Kuligi wbrew pozorom nie były spontaniczną zabawą. Jego szczegółowym zaplanowaniem zajmowały się na dworach młode dziewczęta z pomocą swoich mam. Czas zapustów był bowiem pięknym pretekstem do swatów, do poznania przyszłego męża lub żony.

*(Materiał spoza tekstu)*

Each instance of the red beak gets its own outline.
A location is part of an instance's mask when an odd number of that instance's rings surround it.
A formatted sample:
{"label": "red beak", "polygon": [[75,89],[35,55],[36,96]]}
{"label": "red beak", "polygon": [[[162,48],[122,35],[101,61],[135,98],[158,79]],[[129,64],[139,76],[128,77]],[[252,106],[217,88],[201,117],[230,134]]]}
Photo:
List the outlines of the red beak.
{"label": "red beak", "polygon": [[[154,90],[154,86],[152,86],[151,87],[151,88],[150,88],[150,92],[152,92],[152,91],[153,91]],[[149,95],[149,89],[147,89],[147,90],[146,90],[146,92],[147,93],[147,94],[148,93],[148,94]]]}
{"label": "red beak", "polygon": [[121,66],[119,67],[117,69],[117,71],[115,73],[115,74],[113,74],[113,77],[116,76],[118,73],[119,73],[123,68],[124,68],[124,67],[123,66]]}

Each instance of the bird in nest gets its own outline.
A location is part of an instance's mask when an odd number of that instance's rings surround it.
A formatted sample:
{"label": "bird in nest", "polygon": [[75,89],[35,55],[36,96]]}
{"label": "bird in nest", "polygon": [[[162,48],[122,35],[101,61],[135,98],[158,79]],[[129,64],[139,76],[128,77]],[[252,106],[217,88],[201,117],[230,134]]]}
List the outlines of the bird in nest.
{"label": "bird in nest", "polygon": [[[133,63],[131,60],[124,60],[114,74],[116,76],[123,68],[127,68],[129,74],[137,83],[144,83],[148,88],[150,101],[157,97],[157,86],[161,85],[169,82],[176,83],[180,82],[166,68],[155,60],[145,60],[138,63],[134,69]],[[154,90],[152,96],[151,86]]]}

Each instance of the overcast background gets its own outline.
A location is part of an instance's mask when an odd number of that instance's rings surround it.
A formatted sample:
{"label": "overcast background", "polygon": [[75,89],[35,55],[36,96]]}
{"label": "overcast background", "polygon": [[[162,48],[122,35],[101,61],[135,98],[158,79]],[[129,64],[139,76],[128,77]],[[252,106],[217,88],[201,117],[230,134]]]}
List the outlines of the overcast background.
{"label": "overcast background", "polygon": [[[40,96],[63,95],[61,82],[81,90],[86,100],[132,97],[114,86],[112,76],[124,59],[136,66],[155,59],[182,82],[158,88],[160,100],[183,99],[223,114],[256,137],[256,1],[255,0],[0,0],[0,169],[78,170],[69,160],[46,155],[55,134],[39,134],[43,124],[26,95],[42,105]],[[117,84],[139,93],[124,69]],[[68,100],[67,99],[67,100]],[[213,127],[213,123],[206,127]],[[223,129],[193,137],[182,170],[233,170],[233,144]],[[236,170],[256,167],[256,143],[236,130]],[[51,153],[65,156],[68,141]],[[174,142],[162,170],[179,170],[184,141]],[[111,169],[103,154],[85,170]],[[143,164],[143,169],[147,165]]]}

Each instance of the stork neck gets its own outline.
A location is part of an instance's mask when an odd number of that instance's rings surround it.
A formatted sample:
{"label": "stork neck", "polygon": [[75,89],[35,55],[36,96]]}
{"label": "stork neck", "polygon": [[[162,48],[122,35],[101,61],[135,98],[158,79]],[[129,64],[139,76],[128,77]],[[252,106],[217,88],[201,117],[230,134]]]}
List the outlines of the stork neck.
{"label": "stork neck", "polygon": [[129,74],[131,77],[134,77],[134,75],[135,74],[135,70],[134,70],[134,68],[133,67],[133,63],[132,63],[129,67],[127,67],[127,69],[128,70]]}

Zanim jeszcze spadł pierwszy śnieg wybierano dwory, które z kuligiem należało odwiedzić. A już w karnawale, jak pisał Oskar Kolberg towarzystwo ruszało lawiną w odwiedziny do sąsiadów: „Kulig rósł niczym alpejska lawina, a gdzie spadał, to tylko dlatego, aby wspólnie się ucieszyć, serca obywatelskie do siebie zbliżyć, stary obyczaj zachować. Ci, których kolej późno przychodziła, zawiadomiwszy zawczasu, iż są gotowi z przyjęciem, łączyli się od razu z towarzystwem, które uwijało się w okolicy. W ten sposób cały powiat wsiadłszy na sanie czynił pospolite ruszenie zabawy”.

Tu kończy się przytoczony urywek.